Romantics in the UK should woo their loved ones with flowers imported from Africa rather than those grown in Europe, a minister is expected to say.

International Development Secretary Hilary Benn will ask consumers to aid "social justice" on Valentine's Day.

Importing African flowers is better for the environment as they are not grown in heated greenhouses, he will add.

The European Federation of Professional Florist Associations called Mr Benn's argument "very strange".

The minister will tell a sustainable food conference that emissions produced by growing flowers in Kenya and flying them to the UK can be less than a fifth of those grown in heated and lighted greenhouses in Holland.

He will say: "People want to buy ethically and do their bit for climate change, but often don't realise that they can support developing countries and reduce carbon emissions.

"Recent research shows that flowers flown from Africa can use less energy overall than those produced in Europe because they're not grown in heated greenhouses.

"So, this Valentine's day, you can be a romantic, reduce your environmental impact and help make poverty history.

"This is about social justice and making it easier, not harder, for African people to make a decent living."

Mr Benn said: "Climate change is hugely important to the future of developed and developing countries but if we boycott goods flown from Africa we deny the poor the chance to grow; their chance to educate their children and stay healthy."

It is estimated that almost a third of the UK's imported flowers come from Kenya, with about 70,000 people, most of them women, working on the country's flower farms.

The European Federation of Professional Florist Associations general secretary Toine Zwitserlood told BBC News: "What he [Mr Benn] is not doing is looking at the big picture.

"The big picture is not only energy; it's other things like child labour and how employees are treated on farms.

"Our employment standards in Europe are high."

He added: "There is also the question of what is done with waste.

"I think we could make a case for moving many industries to Africa and stop all our agriculture because it's cheaper to produce elsewhere, but where do you stop?

"It's a very strange argument Mr Benn is using."

Well it is useful that Benn is at least pointing out that many environmental calculations are not necessarily obvious.

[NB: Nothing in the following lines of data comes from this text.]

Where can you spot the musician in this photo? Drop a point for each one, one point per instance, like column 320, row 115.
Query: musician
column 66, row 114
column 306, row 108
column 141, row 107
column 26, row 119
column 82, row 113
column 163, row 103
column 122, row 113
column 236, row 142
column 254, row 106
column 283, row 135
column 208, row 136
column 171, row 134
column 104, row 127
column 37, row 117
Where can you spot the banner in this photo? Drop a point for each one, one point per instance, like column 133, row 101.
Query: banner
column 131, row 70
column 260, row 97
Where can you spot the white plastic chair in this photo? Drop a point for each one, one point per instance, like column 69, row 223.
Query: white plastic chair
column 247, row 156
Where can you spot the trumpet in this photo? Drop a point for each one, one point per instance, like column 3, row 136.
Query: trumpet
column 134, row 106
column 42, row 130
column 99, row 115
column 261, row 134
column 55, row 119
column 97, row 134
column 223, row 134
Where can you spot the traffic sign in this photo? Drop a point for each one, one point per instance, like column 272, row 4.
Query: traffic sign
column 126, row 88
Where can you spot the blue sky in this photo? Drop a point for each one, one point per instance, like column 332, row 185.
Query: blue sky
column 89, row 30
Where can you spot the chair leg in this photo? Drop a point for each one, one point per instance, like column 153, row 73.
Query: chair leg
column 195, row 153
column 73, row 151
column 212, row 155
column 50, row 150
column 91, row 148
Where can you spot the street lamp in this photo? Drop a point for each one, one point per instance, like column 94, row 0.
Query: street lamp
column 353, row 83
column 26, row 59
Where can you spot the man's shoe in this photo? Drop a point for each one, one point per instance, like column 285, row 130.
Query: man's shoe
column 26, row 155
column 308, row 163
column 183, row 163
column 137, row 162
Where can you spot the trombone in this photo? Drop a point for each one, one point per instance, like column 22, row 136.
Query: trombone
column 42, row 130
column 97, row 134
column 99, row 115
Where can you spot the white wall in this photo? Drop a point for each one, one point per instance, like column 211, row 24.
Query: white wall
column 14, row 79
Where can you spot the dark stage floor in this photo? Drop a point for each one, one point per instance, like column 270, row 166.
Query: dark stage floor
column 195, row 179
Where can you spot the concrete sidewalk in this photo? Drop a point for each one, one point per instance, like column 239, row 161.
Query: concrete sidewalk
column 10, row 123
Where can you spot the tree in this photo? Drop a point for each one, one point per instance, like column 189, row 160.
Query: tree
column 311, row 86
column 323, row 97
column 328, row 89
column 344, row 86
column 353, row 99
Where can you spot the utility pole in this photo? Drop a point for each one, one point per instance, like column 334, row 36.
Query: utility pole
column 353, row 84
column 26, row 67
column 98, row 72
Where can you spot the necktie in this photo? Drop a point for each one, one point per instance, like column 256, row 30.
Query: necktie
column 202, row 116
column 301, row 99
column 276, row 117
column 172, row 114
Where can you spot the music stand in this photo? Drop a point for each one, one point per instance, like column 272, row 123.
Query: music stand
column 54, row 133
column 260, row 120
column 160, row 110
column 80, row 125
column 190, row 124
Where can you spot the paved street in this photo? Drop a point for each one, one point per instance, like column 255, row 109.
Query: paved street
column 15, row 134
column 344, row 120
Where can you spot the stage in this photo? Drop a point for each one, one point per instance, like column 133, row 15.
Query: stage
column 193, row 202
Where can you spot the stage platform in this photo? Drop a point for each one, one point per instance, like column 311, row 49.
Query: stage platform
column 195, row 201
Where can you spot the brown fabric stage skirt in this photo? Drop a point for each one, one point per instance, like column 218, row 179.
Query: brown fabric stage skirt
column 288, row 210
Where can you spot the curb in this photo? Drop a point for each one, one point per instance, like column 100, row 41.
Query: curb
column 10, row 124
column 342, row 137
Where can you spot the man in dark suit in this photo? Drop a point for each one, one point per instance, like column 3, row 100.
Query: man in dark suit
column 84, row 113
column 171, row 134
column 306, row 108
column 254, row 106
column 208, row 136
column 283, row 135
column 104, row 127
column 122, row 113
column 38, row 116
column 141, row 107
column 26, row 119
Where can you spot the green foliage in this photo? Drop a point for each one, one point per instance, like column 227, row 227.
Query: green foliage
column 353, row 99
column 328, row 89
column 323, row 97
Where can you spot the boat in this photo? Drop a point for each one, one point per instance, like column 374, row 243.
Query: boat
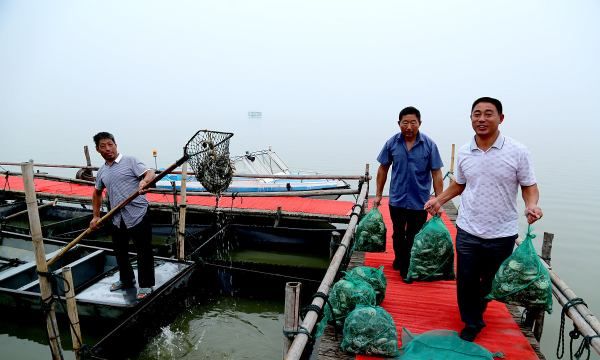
column 261, row 164
column 94, row 269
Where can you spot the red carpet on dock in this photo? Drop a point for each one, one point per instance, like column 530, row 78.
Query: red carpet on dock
column 424, row 306
column 291, row 204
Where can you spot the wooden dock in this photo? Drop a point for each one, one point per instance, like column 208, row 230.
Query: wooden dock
column 504, row 332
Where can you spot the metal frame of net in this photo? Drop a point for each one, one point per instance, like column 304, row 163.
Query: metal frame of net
column 208, row 156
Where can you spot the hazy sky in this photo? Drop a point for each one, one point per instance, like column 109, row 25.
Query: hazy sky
column 329, row 76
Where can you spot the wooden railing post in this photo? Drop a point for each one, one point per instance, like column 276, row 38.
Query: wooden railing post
column 182, row 211
column 72, row 312
column 291, row 313
column 35, row 227
column 334, row 243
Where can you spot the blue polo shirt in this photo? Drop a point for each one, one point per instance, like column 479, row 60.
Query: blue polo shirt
column 410, row 184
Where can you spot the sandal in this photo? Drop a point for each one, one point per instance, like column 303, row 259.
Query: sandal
column 119, row 285
column 143, row 292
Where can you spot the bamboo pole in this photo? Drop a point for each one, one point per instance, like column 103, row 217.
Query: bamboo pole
column 242, row 175
column 182, row 208
column 452, row 159
column 40, row 258
column 334, row 243
column 366, row 183
column 76, row 338
column 291, row 312
column 52, row 203
column 202, row 209
column 53, row 165
column 86, row 152
column 578, row 320
column 311, row 317
column 585, row 318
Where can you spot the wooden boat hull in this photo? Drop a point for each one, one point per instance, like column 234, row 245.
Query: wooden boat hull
column 93, row 269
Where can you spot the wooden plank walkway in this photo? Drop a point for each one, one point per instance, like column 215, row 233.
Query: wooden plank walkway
column 423, row 306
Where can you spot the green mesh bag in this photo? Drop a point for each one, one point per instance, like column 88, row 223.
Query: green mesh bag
column 345, row 295
column 441, row 345
column 432, row 254
column 375, row 277
column 371, row 232
column 522, row 279
column 370, row 330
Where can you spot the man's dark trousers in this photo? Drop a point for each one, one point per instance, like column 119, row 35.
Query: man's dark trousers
column 477, row 262
column 407, row 224
column 142, row 238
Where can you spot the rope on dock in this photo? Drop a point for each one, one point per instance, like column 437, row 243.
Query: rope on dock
column 573, row 334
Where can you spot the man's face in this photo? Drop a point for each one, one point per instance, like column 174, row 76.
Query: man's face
column 108, row 149
column 409, row 126
column 485, row 119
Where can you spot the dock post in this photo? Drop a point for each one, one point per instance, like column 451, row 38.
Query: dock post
column 334, row 243
column 546, row 256
column 535, row 319
column 40, row 258
column 291, row 313
column 72, row 312
column 182, row 209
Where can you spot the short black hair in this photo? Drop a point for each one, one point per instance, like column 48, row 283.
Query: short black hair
column 410, row 110
column 103, row 135
column 490, row 100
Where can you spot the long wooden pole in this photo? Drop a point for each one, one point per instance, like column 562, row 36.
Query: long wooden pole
column 114, row 210
column 312, row 316
column 291, row 312
column 201, row 209
column 259, row 176
column 582, row 317
column 40, row 258
column 76, row 338
column 52, row 203
column 452, row 160
column 182, row 211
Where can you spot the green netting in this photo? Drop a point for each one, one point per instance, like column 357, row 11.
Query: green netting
column 345, row 295
column 370, row 232
column 522, row 279
column 441, row 345
column 375, row 277
column 432, row 254
column 370, row 330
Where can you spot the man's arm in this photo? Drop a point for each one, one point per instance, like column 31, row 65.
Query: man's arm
column 434, row 204
column 438, row 181
column 96, row 202
column 148, row 177
column 381, row 179
column 531, row 196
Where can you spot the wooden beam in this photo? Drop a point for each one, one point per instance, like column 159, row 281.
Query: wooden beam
column 40, row 259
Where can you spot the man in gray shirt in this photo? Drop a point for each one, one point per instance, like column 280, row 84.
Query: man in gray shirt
column 121, row 176
column 490, row 170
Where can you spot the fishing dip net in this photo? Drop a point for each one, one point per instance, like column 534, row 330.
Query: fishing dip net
column 208, row 156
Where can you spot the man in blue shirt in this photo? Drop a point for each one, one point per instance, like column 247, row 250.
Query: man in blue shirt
column 415, row 162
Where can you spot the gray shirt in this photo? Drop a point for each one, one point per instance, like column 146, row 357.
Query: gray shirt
column 121, row 179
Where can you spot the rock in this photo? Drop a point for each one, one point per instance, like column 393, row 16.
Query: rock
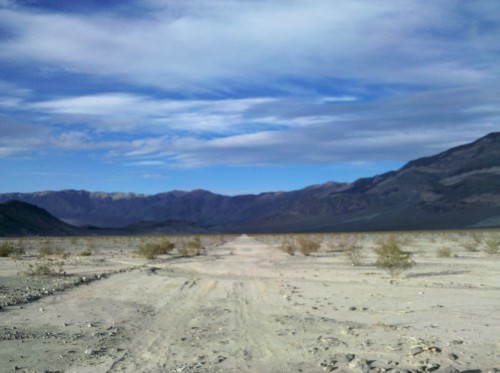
column 380, row 365
column 450, row 370
column 432, row 367
column 415, row 350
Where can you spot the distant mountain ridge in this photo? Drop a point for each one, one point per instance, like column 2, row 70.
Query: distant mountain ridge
column 458, row 188
column 22, row 219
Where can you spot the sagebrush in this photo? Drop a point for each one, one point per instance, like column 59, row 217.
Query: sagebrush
column 307, row 246
column 391, row 258
column 152, row 250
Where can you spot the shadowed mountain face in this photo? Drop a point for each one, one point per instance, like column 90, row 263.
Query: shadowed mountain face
column 21, row 219
column 458, row 188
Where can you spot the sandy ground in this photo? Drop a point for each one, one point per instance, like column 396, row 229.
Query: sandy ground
column 246, row 306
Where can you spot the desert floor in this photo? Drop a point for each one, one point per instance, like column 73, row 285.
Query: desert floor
column 246, row 306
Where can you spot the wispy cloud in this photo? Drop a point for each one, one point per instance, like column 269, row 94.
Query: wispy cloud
column 255, row 43
column 178, row 84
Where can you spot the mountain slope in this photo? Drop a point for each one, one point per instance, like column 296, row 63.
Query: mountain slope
column 20, row 219
column 457, row 188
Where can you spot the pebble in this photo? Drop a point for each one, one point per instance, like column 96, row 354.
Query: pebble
column 450, row 370
column 415, row 350
column 432, row 367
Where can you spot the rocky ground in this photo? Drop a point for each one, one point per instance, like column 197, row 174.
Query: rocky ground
column 246, row 306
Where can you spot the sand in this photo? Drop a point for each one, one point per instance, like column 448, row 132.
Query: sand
column 245, row 306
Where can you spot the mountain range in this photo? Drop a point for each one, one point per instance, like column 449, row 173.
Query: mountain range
column 458, row 188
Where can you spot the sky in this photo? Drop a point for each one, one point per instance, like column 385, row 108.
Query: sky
column 238, row 96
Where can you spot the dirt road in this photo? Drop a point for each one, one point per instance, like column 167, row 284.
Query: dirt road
column 247, row 307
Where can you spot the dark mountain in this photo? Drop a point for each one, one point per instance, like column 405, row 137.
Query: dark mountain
column 164, row 227
column 458, row 188
column 21, row 219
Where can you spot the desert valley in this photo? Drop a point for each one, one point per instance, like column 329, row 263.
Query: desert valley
column 167, row 289
column 244, row 304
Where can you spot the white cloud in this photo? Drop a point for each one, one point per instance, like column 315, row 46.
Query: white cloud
column 205, row 46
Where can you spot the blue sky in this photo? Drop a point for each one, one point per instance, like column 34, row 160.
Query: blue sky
column 238, row 96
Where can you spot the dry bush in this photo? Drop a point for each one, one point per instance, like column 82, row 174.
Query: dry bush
column 193, row 247
column 9, row 249
column 443, row 252
column 471, row 246
column 288, row 247
column 45, row 268
column 492, row 246
column 353, row 252
column 47, row 250
column 391, row 258
column 84, row 252
column 307, row 246
column 152, row 250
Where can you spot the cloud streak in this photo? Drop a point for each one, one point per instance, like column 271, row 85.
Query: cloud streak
column 159, row 85
column 255, row 43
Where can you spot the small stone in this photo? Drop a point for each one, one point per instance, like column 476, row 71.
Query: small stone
column 432, row 367
column 449, row 370
column 415, row 350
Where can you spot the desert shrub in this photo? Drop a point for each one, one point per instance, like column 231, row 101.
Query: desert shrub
column 492, row 246
column 84, row 252
column 193, row 247
column 443, row 252
column 152, row 250
column 307, row 246
column 45, row 268
column 353, row 252
column 8, row 249
column 471, row 246
column 391, row 258
column 288, row 247
column 47, row 250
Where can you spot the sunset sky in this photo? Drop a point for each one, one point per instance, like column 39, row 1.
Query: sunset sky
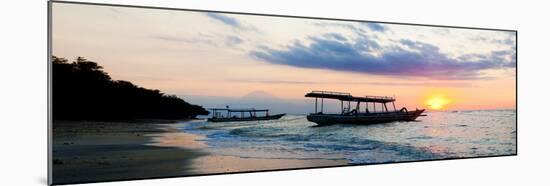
column 199, row 55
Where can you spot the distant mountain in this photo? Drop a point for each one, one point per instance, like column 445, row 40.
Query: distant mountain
column 81, row 90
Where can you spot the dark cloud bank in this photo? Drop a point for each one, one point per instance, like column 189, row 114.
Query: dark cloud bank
column 408, row 58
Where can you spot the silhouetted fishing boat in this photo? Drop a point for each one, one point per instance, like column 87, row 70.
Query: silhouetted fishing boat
column 355, row 116
column 227, row 115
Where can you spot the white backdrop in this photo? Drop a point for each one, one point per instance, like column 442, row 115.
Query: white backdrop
column 23, row 92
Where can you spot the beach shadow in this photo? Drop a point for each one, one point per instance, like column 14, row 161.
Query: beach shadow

The current dogma of the ruling elite, egged on by the so-called environmentalists, is that flying goods by air is evil. But like on so many other issues, the ruling elite is wrong. On the other hand, Benn is not very bright picking on a sector of the UK economy just so that he can patronise the citizens of Africa. New Labour has probably just lost another few thousand votes (and gained none), for no good reason.

Of course Benn could also have pointed out the obvious fact that cut flowers are rather pointless, and that instead of throwing money at dead plants, people could instead buy something more permanent. That is even more environmentally friendly than flying in flowers from Africa. But it still loses the votes of the UK florists, for no good reason.

And Zwitserlood is correct that Benn "is not looking at the big picture". To do the sums correctly you have to take account of all the indirect subsidies that both sides receive (e.g. because of waste disposal, non-taxation of airplane fuel, taxation generally, etc.). Unfortunately doing the sums correctly is difficult, and anybody doing them will almost certainly not admit that the error bars are huge, and also usually has an axe to grind, so cannot be trusted. The bottom line is that EU citizens should not listen to the ruling elite and instead just do what they themselves think is best.

To further illustrate the complications, EU wages are obviously higher than in Africa. These wages in turn represent an additional, indirect, consumption of energy. This indirect consumption is always ignored in calculations about how allegedly environmentally friendly so-called public transport is, but it should not be. And indeed, if for some reason you wanted to do a brute-force reduction of European energy consumption, then hammering the wages of its citizens would be a way to do it. But is that what we really want? Not many people would say yes (except perhaps many so-called environmentalists, who think Europeans consume too much).